IN order to conclude this discussion on the memory, it will
be well at this point to give the spiritual reader an account of
the method which he must observe, and which is of universal
application, in order that he may be united with God according to
this sense. For, although what has been said makes the subject
quite clear, it will nevertheless be more easily apprehended if we
summarize it here. To this end it must be remembered that, since
our aim is the union of the soul with God in hope, according to
the memory, and since that which is hoped for is that which is not
possessed, and since, the less we possess of other things, the
greater scope and the greater capacity have we for hoping, and
consequently the greater hope, therefore, the more things we
possess, the less scope and capacity is there for hoping, and
consequently the less hope have we. Hence, the more the soul
dispossesses the memory of forms and things which may be recalled
by it, which are not God, the more will it set its memory upon
God, and the emptier will its memory become, so that it may hope
for Him Who shall fill it. What must be done, then, that the soul
may live in the perfect and pure hope of God is that, whensoever
these distinct images, forms and ideas come to it, it must not
rest in them, but must turn immediately to God, voiding the memory
of them entirely, with loving affection.
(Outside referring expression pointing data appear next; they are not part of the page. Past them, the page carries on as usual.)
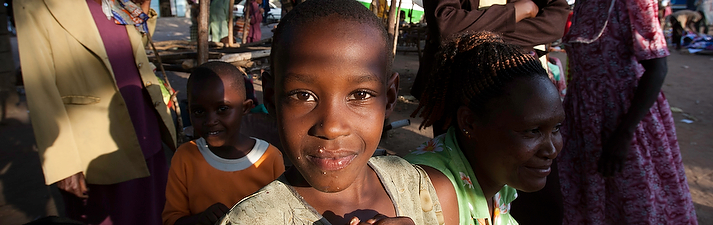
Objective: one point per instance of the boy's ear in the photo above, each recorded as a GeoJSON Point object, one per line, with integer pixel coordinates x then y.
{"type": "Point", "coordinates": [268, 93]}
{"type": "Point", "coordinates": [392, 91]}
{"type": "Point", "coordinates": [248, 104]}
{"type": "Point", "coordinates": [466, 119]}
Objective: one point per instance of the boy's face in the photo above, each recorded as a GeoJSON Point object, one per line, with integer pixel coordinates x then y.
{"type": "Point", "coordinates": [216, 107]}
{"type": "Point", "coordinates": [332, 96]}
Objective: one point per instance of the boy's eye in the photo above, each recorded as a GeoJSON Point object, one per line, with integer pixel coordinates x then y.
{"type": "Point", "coordinates": [359, 95]}
{"type": "Point", "coordinates": [303, 96]}
{"type": "Point", "coordinates": [531, 133]}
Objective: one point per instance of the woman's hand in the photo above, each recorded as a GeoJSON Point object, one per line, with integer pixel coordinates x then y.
{"type": "Point", "coordinates": [525, 9]}
{"type": "Point", "coordinates": [614, 152]}
{"type": "Point", "coordinates": [381, 219]}
{"type": "Point", "coordinates": [75, 184]}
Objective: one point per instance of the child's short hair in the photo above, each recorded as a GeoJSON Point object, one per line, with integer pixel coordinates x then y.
{"type": "Point", "coordinates": [473, 68]}
{"type": "Point", "coordinates": [312, 10]}
{"type": "Point", "coordinates": [217, 69]}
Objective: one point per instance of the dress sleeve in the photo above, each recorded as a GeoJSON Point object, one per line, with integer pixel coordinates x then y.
{"type": "Point", "coordinates": [176, 189]}
{"type": "Point", "coordinates": [53, 131]}
{"type": "Point", "coordinates": [648, 39]}
{"type": "Point", "coordinates": [452, 17]}
{"type": "Point", "coordinates": [545, 28]}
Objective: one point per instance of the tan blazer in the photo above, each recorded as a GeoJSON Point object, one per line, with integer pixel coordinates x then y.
{"type": "Point", "coordinates": [80, 120]}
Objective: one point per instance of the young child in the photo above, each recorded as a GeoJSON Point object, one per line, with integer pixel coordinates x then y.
{"type": "Point", "coordinates": [331, 91]}
{"type": "Point", "coordinates": [503, 116]}
{"type": "Point", "coordinates": [222, 166]}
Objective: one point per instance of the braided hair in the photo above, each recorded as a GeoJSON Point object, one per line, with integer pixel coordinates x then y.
{"type": "Point", "coordinates": [472, 69]}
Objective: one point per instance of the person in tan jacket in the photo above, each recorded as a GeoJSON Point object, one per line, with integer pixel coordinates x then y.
{"type": "Point", "coordinates": [96, 107]}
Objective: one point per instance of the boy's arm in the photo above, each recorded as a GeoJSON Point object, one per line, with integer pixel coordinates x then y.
{"type": "Point", "coordinates": [446, 194]}
{"type": "Point", "coordinates": [176, 192]}
{"type": "Point", "coordinates": [279, 164]}
{"type": "Point", "coordinates": [545, 28]}
{"type": "Point", "coordinates": [451, 18]}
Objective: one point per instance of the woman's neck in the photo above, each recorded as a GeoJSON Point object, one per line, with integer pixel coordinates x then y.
{"type": "Point", "coordinates": [483, 175]}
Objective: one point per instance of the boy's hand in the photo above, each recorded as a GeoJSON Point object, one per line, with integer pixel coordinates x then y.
{"type": "Point", "coordinates": [75, 184]}
{"type": "Point", "coordinates": [212, 213]}
{"type": "Point", "coordinates": [381, 219]}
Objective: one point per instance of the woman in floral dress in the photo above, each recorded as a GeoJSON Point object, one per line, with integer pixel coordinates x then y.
{"type": "Point", "coordinates": [621, 162]}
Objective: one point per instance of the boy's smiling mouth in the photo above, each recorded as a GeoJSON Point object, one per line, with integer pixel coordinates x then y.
{"type": "Point", "coordinates": [331, 161]}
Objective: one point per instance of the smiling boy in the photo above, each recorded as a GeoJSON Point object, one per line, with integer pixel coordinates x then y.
{"type": "Point", "coordinates": [214, 172]}
{"type": "Point", "coordinates": [331, 91]}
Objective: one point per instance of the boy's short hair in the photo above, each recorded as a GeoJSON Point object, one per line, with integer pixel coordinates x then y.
{"type": "Point", "coordinates": [313, 10]}
{"type": "Point", "coordinates": [217, 69]}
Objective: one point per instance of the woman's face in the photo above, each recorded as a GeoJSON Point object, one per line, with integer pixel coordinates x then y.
{"type": "Point", "coordinates": [515, 141]}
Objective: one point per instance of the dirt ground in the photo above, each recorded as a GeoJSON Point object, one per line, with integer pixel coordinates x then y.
{"type": "Point", "coordinates": [688, 86]}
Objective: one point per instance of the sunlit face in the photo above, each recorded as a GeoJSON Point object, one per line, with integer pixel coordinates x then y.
{"type": "Point", "coordinates": [331, 95]}
{"type": "Point", "coordinates": [521, 135]}
{"type": "Point", "coordinates": [216, 109]}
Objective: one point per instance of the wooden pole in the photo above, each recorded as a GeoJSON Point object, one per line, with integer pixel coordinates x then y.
{"type": "Point", "coordinates": [7, 66]}
{"type": "Point", "coordinates": [391, 21]}
{"type": "Point", "coordinates": [246, 25]}
{"type": "Point", "coordinates": [203, 32]}
{"type": "Point", "coordinates": [396, 29]}
{"type": "Point", "coordinates": [230, 23]}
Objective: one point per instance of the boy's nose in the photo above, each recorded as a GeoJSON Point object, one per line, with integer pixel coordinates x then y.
{"type": "Point", "coordinates": [211, 119]}
{"type": "Point", "coordinates": [331, 124]}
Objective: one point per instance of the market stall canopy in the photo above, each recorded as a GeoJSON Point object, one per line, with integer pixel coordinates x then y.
{"type": "Point", "coordinates": [412, 8]}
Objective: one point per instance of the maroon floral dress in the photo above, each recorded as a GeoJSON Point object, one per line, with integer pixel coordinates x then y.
{"type": "Point", "coordinates": [605, 43]}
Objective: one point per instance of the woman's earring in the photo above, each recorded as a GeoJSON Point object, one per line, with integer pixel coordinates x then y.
{"type": "Point", "coordinates": [467, 134]}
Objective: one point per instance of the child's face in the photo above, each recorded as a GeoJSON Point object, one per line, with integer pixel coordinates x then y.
{"type": "Point", "coordinates": [216, 107]}
{"type": "Point", "coordinates": [332, 95]}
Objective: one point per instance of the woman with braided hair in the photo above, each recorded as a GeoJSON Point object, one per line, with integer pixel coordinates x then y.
{"type": "Point", "coordinates": [503, 116]}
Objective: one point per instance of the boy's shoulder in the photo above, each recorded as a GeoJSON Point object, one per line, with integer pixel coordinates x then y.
{"type": "Point", "coordinates": [275, 203]}
{"type": "Point", "coordinates": [186, 151]}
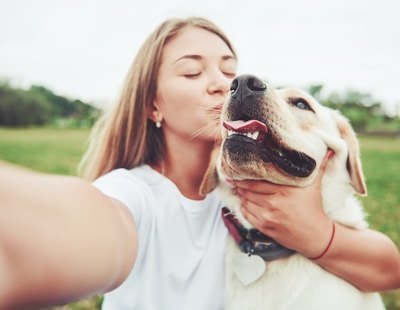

It must neither think of
these things nor consider them beyond the degree which is
necessary for the understanding and performing of its obligations,
if they have any concern with these. And this it must do without
setting any affection or inclination upon them, so that they may
produce no effects in the soul. And thus a man must not fail to
think and recall that which he ought to know and do, for, provided
he preserves no affection or attachments, this will do him no
harm. For this matter the lines of the Mount, which are in the
thirteenth chapter of the first book, will be of profit.
2. But here it must be borne in mind that this doctrine ours
does not agree, nor do we desire that it should agree, with the
doctrine of those pestilent men, who, inspired by Satanic pride
and envy, have desired to remove from the eyes of the faithful the
holy and necessary use, and the worthy[526] adoration, of images of
God and of the saints. This teaching of ours is very different
from that; for we say not here, as they do, that images should not
exist, and should not be adored; we simply explain the difference
between images and God. We exhort men to pass beyond that which is
superficial[527] that they may not be hindered from attaining to the
living truth beneath it, and to make no more account of the former
than suffices for attainment to the spiritual. For means are good
and necessary to an end; and images are means which serve to
remind us of God and of the saints. But when we consider and
attend to the means more than is necessary for treating them as
such, they disturb and hinder us as much, in their own way, as any
different thing; the more so, when we treat of supernatural
visions and images, to which I am specially referring, and with
respect to which arise many deceptions and perils. For, with
respect to the remembrance and adoration and esteem of images,
which the Catholic Church sets before us, there can be no
deception or peril, because naught is esteemed therein other than
that which is represented; nor does the remembrance of them fail
to profit the soul, since they are not preserved in the memory
save with love for that which they represent; and, provided the
soul pays no more heed to them than is necessary for this purpose,
they will ever assist it to union with God, allowing the soul to
soar upwards (when God grants it that favour) from the superficial
image[528] to the living God, forgetting every creature and
everything that belongs to creatures.